在跟蠻族作戰的前線待了那麼久,她怎麼可能會認不出那東西地跟腳。
蠻族特有的無名丹藥。
吞下之後會使使用丹藥的人進入狂暴化,實力大大提高,但是卻會以生命為代價。
那老者接過丹藥沒有絲毫猶豫,直接將其吞入腹中。
一瞬間。
他身上所銘刻的戰紋發出血紅色的光芒耀人奪目,狂暴的氣息籠罩在了整個房間之中。
隨後他一掌向著政將軍打來這一次即便是政將軍也得正色對待?
利用長槍進行了一次抵擋。
而在纏住了最為棘手的對手之後。
那名老者也沒有遲疑,帶著蠻族公主突圍出了一條血路。
那些黑甲武士實力相較於他遠遠不如,更是起不到任何阻止的作用。
而且他現在也拼了命,實力大大提升之下,就連孔寒翎都攔不住他的動作。
很快他就帶著蠻族公主突圍出了青煙樓。
並且一路向著城外而去,不出意外,那些封鎖城池的人也攔不住他們。
只有蠻族公主的一句話仍然縈繞在此。
“武安君,你我後會有期了,今日之恥我會銘記在心,有機會必當報答。

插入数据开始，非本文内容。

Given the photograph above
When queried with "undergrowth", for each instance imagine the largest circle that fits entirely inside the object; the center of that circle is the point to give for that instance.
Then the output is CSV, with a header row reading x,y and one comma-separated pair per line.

”
聽完她的話。
不知為何,孔寒翎心裡有些不適,眉頭一皺,想要追擊,但是卻被白樸阻止。
“窮寇莫追!”
這是白樸第二次說這種話了,這裡是南詔郡不等同於京城。
要是在京城有人敢這麼挑釁白樸,白樸不必他挫骨揚灰都算是白樸那天心情好。
但這裡是南詔,是跟蠻族作戰的最前線。
這裡的勢力犬牙交錯,既有大夏也有蠻族,甚至這裡明面上雖屬於大夏。
但實際上卻仍是蠻族的天下,在城中或許還能確保安全。
可以要是到了城外,指不定有多少蠻族之人潛伏在暗處,稍有不慎就會陷入險境。
白樸是不願意以身涉險的。
並且這也是最為理智的選擇,但不知為何,孔寒翎卻聽不太進去白樸的話。
她一聲不吭地帶人追了過去,都沒有跟白樸打招呼,見狀,白樸也是嘆了口氣。
隨後便不再多言。
既然孔寒翎內心已經下了決定,那白樸即便說再多也沒用,只能由她去吧。
隨後白樸就帶人返回了醉仙樓中。
去的時候白樸孤身一人,回來的時候卻是浩浩蕩蕩。
並且剛一到醉仙樓門口就看到所有人都聚集在這裡,滿臉都寫著擔憂。
無論是白樸的小妾還是留守在此的白馬義從,都無一例外。
他們都在擔心白樸的安危。
那地方可不等同於此處。
他們已經知道,那名刺客就潛伏在那座青樓之中,白樸獨自一人闖過去。
無異於是親自進入龍潭虎穴。
可是白樸又不讓他們跟著,只能在此等候訊息,而終於見到白樸回來。
並且身邊還跟著鄭將軍。
那些白馬義從對視一眼,原本緊懸的心,此時可算是放了下來。
鄭將軍的實力他們心裡都有數,即便真的是龍潭虎穴,也能保下白樸。
白樸走上前來,站在了醉仙樓門口。
面前是鹿嬛,此時的她身上穿著單薄的衣物,就站在秋風之中。
白樸見狀有些心疼:“你怎麼也跟著他們湊熱鬧,站在這裡幹什麼?”
“你剛剛生產,萬一被風吹出個好歹該怎麼辦?我可是會心疼的!”
聽到這些話鹿嬛被風吹著也不覺得冷了,心中一陣暖意流淌。
有白樸這句話,她哪怕再被風吹也算不了什麼了,面對白樸的問題。
她只是低下了頭回答了一聲:“擔心。”
這位前醉仙樓的掌櫃。
如今徹底被白樸所折服,說的話,做的事,都是之前想都不會想的。
聞言,白樸一笑,隨後看向身邊說道。
“別在這站著了,該幹什麼幹什麼去吧,事情已經解決,以後再也沒有人會窺視我們。”